A Milano, arte antica e moderna per indagare il trascendente
“Oltre. Le soglie dell’invisibile”: è il titolo della mostra in corso a Milano fino
al 29 giugno, negli spazi espositivi delle Gallerie d’Italia-Piazza Scala, della Galleria
San Fedele e della chiesa di San Fedele. Il servizio di Giada Aquilino:
Un’esposizione
pensata per indagare il tema del trascendente attraverso un percorso che pone in dialogo
l’arte di varie epoche e connotazioni culturali. È “Oltre. Le soglie dell’invisibile”,
curata da padre Andrea Dall’Asta e Francesco Tedeschi e organizzata da Fondazione
Culturale San Fedele e Intesa Sanpaolo. Quarantadue le opere in mostra, di cui due
ideate appositamente per il progetto da Hidetoshi Nagasawa e Claudio Parmiggiani.
Ascoltiamo il padre gesuita Andrea Dall’Asta, direttore della Galleria San
Fedele:
R. – Si tratta di opere molto diverse fra loro sia per genere, sia
per epoca, nel senso che vanno dal Medioevo fino all’arte contemporanea, fino a opere
appositamente commissionate agli artisti. Sono 42 opere. Gli artisti sono Hidetoshi
Nagasawa, Ettore Spalletti, Mimmo Paladino, Lucio Fontana, Claudio Parmiggiani...
Ci sono opere antiche come per esempio ex voto, che vanno dal ’400 al ’900, ma anche
due splendide tavole, fondi oro, di scuola riminese e di scuola toscana, del XIV secolo.
D.
- L’esposizione è pensata per indagare il tema del trascendente. Cosa vuol dire oggi?
R.
– La mostra si chiama “Oltre. Le soglie dell’invisibile”. E’ pensata per indagare
il tema del trascendente attraverso la dimensione della soglia. Molto spesso siamo
abituati a considerare la dimensione ‘orizzontale’ dell’uomo, una dimensione puramente
terrena. Al contrario, la mostra vuole indagare la dimensione umana secondo la quale
l’uomo riesce a sollevare il proprio sguardo verso l’altro e l’alto, attraverso una
serie di modalità. Per esempio, con Mimmo Paladino, abbiamo una serie di splendidi
ex voto. In questo caso il divino si caratterizza come la possibilità dell’uomo di
rivolgersi verso un divino che è un ‘tu personale’: l’uomo di fronte alle dimensioni,
ai drammi, alle sofferenze dell’esistenza si rivolge a Dio nella richiesta di una
grazia. Ma divino è anche, per esempio, l’accostamento di splendide icone russe di
epoca medievale e rinascimentale con opere di Lucio Fontana: con “La fine di Dio”,
l’artista esplora, attraverso gli squarci sulla tela, la possibilità di attraversare
la pelle del mondo per raggiungere il divino, attraverso l’oltre della tela, in modo
tale che l’oltre della tela possa raggiungere il ‘qui e ora’ della vita dell’uomo.
D.
- Questo dialogo tra arte antica e arte contemporanea cosa produce di fatto nel percorso
espositivo?
R. – Produce una meditazione, una vera e propria riflessione sul
senso ultimo dell’esistenza umana: come la vita dell’uomo cerchi nella propria esperienza
la dimensione del trascendente. Questo è molto chiaro, per esempio, attraverso l’opera
che Claudio Parmiggiani ha realizzato esplicitamente per la mostra, la “Corona di
spine”, che è collocata nella chiesa di San Fedele sull’altare maggiore: riflette
sul tema del volto di Cristo che per Parmiggiani si concentra nello strumento del
suo supplizio e realizza così una “Corona di spine” che, al tempo stesso, è un ostensorio.

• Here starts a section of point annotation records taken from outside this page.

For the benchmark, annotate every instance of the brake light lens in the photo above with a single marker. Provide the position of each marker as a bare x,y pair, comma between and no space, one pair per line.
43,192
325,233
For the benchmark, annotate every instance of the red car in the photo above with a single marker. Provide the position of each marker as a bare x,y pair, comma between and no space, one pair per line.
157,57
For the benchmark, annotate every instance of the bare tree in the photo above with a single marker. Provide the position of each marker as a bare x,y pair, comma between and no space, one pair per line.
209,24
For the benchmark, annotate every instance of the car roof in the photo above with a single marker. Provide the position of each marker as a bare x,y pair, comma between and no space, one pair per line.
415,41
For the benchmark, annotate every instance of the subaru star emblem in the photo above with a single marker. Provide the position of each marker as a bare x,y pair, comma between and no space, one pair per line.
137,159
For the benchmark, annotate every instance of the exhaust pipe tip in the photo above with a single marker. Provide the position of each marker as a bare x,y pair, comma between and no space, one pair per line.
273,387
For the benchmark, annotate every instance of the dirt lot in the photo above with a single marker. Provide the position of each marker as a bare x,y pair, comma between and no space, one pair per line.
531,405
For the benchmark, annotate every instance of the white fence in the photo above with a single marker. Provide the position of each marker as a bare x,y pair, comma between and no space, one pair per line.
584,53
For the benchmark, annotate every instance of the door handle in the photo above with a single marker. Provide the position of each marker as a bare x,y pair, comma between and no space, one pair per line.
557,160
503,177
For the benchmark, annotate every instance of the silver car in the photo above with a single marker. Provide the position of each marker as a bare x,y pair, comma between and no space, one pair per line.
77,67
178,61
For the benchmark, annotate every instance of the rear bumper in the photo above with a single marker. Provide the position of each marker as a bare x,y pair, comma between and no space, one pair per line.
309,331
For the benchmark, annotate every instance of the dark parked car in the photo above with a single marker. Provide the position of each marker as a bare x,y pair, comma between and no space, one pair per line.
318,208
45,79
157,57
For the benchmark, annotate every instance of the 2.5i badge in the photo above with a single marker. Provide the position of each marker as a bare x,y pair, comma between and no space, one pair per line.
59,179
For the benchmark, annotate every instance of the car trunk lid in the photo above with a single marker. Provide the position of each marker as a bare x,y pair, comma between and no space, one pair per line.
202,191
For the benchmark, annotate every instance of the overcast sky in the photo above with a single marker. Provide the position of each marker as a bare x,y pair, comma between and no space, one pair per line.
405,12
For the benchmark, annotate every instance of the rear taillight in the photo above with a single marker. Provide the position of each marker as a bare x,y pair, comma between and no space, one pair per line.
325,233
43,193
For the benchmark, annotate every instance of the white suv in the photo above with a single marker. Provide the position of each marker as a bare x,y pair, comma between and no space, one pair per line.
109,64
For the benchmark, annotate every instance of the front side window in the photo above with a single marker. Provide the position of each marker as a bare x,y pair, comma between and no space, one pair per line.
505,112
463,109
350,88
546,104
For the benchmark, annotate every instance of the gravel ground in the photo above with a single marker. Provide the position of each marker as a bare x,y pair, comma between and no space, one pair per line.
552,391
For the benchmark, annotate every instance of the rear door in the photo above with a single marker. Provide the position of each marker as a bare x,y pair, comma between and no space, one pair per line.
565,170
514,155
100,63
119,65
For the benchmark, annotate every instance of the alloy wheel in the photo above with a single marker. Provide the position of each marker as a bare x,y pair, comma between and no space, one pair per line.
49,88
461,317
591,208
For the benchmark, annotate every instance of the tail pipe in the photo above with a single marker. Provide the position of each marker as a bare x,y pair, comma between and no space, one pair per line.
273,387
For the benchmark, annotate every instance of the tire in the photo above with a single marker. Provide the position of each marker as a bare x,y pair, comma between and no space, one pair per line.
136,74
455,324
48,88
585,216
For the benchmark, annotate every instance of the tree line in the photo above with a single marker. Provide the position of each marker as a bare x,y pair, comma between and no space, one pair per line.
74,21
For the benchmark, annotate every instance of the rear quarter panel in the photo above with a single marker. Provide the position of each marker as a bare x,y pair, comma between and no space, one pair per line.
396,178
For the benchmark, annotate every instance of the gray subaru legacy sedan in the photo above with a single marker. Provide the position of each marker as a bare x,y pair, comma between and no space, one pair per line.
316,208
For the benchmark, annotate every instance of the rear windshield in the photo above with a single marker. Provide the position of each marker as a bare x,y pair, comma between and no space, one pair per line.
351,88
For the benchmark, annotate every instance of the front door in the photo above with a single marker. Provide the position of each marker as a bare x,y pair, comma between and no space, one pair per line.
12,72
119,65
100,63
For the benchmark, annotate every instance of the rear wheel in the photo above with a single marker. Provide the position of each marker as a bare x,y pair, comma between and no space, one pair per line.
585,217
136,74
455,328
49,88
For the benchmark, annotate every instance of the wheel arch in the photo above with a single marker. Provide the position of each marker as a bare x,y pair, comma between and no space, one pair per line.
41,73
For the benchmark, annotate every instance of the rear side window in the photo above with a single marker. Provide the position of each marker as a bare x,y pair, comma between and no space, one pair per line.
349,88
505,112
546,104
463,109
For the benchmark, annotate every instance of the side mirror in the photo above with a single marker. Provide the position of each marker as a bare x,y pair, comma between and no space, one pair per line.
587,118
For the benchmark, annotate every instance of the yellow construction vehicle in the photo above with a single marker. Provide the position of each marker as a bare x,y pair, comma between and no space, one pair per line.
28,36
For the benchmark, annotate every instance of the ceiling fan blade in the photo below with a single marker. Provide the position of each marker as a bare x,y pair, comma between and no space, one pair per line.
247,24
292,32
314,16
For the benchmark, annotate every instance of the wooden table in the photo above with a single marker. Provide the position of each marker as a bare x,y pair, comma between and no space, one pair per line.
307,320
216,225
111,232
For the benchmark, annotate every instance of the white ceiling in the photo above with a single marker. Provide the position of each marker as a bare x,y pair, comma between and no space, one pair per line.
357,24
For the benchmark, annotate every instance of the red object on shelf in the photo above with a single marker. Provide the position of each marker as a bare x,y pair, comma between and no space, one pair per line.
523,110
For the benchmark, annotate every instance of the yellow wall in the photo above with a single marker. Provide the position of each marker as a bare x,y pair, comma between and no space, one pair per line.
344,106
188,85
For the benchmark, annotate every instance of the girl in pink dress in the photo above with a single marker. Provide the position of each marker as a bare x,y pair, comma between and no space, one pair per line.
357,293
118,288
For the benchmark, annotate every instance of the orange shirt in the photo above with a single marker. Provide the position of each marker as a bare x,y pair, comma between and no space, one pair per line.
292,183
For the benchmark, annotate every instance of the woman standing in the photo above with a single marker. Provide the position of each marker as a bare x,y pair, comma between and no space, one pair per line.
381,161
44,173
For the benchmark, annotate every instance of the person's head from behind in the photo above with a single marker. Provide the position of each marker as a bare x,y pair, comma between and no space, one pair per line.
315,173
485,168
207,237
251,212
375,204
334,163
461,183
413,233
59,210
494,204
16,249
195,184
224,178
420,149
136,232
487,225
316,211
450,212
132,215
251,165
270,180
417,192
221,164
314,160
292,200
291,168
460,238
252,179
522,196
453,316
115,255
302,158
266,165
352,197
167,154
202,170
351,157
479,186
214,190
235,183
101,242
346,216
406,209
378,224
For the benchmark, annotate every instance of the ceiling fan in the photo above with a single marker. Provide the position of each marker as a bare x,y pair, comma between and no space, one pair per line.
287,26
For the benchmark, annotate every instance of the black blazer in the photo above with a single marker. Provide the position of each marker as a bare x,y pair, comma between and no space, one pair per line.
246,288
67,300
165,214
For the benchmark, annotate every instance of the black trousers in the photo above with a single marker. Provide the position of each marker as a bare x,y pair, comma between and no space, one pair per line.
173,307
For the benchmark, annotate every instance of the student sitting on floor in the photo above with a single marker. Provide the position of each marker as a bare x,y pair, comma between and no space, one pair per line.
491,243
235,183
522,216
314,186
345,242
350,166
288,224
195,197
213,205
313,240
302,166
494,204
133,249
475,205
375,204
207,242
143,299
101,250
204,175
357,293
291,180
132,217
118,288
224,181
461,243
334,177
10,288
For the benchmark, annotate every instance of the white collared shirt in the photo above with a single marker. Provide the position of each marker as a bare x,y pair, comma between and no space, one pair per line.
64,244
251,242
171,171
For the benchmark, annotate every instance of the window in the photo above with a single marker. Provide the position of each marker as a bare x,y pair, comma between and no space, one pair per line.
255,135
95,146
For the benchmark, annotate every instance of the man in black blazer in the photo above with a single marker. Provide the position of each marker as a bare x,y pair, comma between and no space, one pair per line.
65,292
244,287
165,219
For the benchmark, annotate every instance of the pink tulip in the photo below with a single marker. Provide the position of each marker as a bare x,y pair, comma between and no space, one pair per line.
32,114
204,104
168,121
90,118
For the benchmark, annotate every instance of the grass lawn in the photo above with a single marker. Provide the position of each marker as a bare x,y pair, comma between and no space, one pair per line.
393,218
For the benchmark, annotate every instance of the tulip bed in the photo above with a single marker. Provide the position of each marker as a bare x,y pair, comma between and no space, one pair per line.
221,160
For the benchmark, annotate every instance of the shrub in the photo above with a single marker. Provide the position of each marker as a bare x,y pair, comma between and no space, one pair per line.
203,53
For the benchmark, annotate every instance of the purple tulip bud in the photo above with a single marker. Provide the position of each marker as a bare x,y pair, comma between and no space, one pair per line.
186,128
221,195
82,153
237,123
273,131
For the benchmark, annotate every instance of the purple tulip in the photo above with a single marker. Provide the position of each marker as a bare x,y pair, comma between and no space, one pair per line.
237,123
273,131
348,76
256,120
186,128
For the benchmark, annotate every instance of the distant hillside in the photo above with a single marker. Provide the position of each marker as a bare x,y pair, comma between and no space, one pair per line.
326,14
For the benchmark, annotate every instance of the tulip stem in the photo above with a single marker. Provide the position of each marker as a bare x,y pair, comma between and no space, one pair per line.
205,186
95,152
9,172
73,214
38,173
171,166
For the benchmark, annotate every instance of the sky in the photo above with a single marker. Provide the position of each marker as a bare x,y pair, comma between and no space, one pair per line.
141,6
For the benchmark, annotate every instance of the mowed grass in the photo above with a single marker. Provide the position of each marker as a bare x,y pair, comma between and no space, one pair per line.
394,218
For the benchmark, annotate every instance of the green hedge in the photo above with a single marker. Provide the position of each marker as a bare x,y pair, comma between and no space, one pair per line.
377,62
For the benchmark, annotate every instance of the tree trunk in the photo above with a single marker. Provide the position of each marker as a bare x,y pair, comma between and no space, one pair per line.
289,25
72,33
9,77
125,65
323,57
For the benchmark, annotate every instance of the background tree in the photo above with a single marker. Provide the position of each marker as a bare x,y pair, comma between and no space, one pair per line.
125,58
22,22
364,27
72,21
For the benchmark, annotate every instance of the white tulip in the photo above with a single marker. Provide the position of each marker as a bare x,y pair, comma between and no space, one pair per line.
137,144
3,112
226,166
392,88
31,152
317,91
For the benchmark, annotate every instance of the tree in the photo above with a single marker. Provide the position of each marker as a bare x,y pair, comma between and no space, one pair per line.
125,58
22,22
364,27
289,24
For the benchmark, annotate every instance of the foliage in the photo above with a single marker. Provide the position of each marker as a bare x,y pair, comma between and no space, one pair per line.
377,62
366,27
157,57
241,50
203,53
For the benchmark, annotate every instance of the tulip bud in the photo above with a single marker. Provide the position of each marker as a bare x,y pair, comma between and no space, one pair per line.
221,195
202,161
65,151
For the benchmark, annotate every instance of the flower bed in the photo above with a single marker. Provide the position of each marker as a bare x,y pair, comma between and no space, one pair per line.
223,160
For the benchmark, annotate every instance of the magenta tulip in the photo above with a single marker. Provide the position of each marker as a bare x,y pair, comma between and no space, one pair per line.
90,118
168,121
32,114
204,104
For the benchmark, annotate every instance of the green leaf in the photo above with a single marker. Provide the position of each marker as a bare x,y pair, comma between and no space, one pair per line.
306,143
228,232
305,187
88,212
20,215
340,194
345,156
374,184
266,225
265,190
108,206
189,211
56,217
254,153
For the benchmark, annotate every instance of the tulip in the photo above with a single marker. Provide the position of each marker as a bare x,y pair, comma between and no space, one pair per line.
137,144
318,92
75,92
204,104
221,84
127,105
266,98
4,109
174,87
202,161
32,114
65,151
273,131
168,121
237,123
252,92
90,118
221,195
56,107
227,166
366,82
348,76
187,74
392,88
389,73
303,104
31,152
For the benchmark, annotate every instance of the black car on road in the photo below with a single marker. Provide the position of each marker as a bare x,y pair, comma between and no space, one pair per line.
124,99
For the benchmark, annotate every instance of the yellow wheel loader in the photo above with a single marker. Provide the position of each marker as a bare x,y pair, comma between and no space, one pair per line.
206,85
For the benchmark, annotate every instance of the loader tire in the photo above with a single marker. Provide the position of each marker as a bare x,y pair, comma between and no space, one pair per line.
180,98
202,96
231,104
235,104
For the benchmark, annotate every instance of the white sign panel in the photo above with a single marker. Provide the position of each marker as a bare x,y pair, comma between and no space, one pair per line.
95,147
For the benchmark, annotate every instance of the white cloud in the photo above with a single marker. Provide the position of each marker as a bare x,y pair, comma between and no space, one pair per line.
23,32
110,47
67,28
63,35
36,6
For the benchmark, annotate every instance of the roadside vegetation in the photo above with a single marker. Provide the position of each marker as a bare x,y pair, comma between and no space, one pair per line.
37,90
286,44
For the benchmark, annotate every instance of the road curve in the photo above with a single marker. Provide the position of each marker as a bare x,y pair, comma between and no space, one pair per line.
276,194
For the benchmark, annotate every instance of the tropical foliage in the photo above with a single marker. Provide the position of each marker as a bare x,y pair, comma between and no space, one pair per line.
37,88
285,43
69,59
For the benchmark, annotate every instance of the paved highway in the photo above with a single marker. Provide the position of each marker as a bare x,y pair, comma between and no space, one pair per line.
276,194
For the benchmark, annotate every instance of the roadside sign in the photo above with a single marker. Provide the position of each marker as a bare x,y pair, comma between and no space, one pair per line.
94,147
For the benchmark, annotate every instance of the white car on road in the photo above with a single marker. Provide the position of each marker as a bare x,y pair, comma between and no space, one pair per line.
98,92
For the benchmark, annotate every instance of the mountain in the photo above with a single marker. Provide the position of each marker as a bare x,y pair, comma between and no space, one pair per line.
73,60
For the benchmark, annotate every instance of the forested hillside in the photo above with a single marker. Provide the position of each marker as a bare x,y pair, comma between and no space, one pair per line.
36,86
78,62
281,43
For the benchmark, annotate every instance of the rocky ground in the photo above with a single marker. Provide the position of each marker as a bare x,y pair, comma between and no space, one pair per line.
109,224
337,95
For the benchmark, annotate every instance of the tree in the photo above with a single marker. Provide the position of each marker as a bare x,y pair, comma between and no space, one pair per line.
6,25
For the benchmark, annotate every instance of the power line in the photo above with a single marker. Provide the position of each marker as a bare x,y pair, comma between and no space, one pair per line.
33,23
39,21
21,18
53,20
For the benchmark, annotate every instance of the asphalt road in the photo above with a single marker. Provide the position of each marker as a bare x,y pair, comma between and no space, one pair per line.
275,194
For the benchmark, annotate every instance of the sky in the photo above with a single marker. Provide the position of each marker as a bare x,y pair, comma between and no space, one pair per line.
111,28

Vuol dire che la corona, che è simbolo di regalità, di gloria, del divino, nel caso
di Cristo è una corona di spine, vale a dire una corona nel suo contrario. E, nel
contesto dell’altare maggiore, diventa il passaggio dalla morte alla vita, considerando
che nella parte inferiore dell’altare sono conservate le reliquie di San Fedele e
Carpoforo, quindi il luogo della testimonianza, del dono della propria vita fino alla
morte. Attraverso il passaggio della “Corona di spine”, si giunge alla statua marmorea
della Risurrezione, dalla morte alla vita: quindi una “Corona di spine” che da strumento
di supplizio diventa un passaggio verso la gloria.